When converting Unet of SDXL 0.9, an error occurs.

ynagatomo commented 1 year ago

Thank you for sharing the great project. When converting SDXL 0.9, an error occurs. Can I solve this?

apple/ml-stable-diffusion v1.0.0
maxOS 14 beta, Xcode 15 beta 3, Mac mini M2 Pro
StabilityAI SDXL 0.9 at HF: https://huggingface.co/stabilityai/stable-diffusion-xl-base-0.9

Command: % python -m python_coreml_stable_diffusion.torch2coreml --convert-text-encoder --convert-vae-decoder --convert-vae-encoder --convert-unet --convert-safety-checker --model-version stabilityai/stable-diffusion-xl-base-0.9 --compute-unit CPU_AND_NE --attention-implementation SPLIT_EINSUM_V2 -o SDXL09Model --chunk-unet --bundle-resources-for-swift-cli

Result:

VAE Decoder: converted (OK)
VAE Encoder: converted (OK)
Unet: An error occurred.

INFO:main:Converting unet Traceback (most recent call last): File "/Users/ynaga/miniforge3/envs/appleml100_38/lib/python3.8/runpy.py", line 194, in _run_module_as_main return _run_code(code, main_globals, None, File "/Users/ynaga/miniforge3/envs/appleml100_38/lib/python3.8/runpy.py", line 87, in _run_code exec(code, run_globals) File "/Users/ynaga/MyFiles/SWStudy/AppleMLSDv100/SD21model/ml-stable-diffusion/python_coreml_stable_diffusion/torch2coreml.py", line 1340, in main(args) File "/Users/ynaga/MyFiles/SWStudy/AppleMLSDv100/SD21model/ml-stable-diffusion/python_coreml_stable_diffusion/torch2coreml.py", line 1192, in main convert_unet(pipe, args) File "/Users/ynaga/MyFiles/SWStudy/AppleMLSDv100/SD21model/ml-stable-diffusion/python_coreml_stable_diffusion/torch2coreml.py", line 666, in convert_unet load_state_dict_summary = reference_unet.load_state_dict( File "/Users/ynaga/miniforge3/envs/appleml100_38/lib/python3.8/site-packages/torch/nn/modules/module.py", line 2041, in load_state_dict raise RuntimeError('Error(s) in loading state_dict for {}:\n\t{}'.format( RuntimeError: Error(s) in loading state_dict for UNet2DConditionModel: Missing key(s) in state_dict: "down_blocks.2.downsamplers.0.conv.weight", "down_blocks.2.downsamplers.0.conv.bias". Unexpected key(s) in state_dict: "add_embedding.linear_1.weight", "add_embedding.linear_1.bias", : : , "mid_block.attentions.0.transformer_blocks.9.ff.net.2.weight", "mid_block.attentions.0.transformer_blocks.9.ff.net.2.bias".

atiorh commented 1 year ago

Thanks for the report @ynagatomo!

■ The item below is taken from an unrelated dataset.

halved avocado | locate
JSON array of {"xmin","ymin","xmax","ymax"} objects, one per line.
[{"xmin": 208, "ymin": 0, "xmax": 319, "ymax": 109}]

I just looked into the required changes to support the XL version (which is not yet publicly available but some people started getting "research preview" access). Looks like we will need to support dual text encoders for inference and a few changes to the architecture code for conversion. I will look into the conversion changes first but contributions are welcome for any part of it!

jrittvo commented 1 year ago

The working memory demands of these larger models during inference, coupled with the 2 pass pipeline, makes these models a prime candidate for the new quantize option, if it could be implemented in the conversion process for these model types.

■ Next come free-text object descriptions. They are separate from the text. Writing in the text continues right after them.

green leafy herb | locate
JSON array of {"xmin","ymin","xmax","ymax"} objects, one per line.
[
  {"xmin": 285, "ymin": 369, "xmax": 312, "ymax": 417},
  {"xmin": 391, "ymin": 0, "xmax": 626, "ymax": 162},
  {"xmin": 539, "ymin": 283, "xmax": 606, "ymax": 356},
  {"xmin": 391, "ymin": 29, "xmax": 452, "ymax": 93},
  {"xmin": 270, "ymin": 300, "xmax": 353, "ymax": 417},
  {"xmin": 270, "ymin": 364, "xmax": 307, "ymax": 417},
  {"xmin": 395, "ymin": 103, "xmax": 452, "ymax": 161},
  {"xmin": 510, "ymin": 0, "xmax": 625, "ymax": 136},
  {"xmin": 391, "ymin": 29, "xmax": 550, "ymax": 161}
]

ynagatomo commented 1 year ago

Thank you for your insight. Understood. There are a lot of challenges in conversion and inference, for the three times larger UNet (SD2.1: 865M => SDXL: 2.6B params), Two text encoder(CLIP ViT-L and OpenCLIP ViT-bigG), and added Pooled text embedding (OpenCLIP ViT-bigG). I'll close this issue. Thanks.

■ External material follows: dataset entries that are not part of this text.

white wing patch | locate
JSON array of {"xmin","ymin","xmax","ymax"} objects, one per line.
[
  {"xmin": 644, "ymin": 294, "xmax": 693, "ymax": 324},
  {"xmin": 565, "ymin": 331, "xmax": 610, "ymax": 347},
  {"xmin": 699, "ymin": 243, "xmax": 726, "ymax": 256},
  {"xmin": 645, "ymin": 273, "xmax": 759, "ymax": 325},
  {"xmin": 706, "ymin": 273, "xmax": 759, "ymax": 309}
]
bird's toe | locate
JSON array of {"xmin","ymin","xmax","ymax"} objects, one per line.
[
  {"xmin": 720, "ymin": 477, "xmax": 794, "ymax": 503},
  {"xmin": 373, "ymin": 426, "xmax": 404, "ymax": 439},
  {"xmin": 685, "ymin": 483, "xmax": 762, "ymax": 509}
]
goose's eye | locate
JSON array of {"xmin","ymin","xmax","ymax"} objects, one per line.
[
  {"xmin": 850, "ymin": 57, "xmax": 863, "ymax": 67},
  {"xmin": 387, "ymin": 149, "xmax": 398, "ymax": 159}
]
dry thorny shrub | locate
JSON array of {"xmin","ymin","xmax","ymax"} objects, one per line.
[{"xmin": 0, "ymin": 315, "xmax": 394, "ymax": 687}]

atiorh commented 1 year ago

No need to close it! I will post updates here as we gradually support XL

ynagatomo commented 1 year ago

Very glad to hear that. Thank you. :)

GuiyeC commented 1 year ago

Hello everyone, I was able to convert and execute Stable Diffusion XL in my app Guernika.

I have open sourced the code for my Guernika Model Converter, here you can see the scripts I'm using to get this working.

I have also open sourced another repository with Schedulers, a few more than in this repo and all compatible with Stable Diffusion 2.X.

godly-devotion commented 1 year ago

Hello everyone, I was able to convert and execute Stable Diffusion XL in my app Guernika.

I have open sourced the code for my Guernika Model Converter, here you can see the scripts I'm using to get this working.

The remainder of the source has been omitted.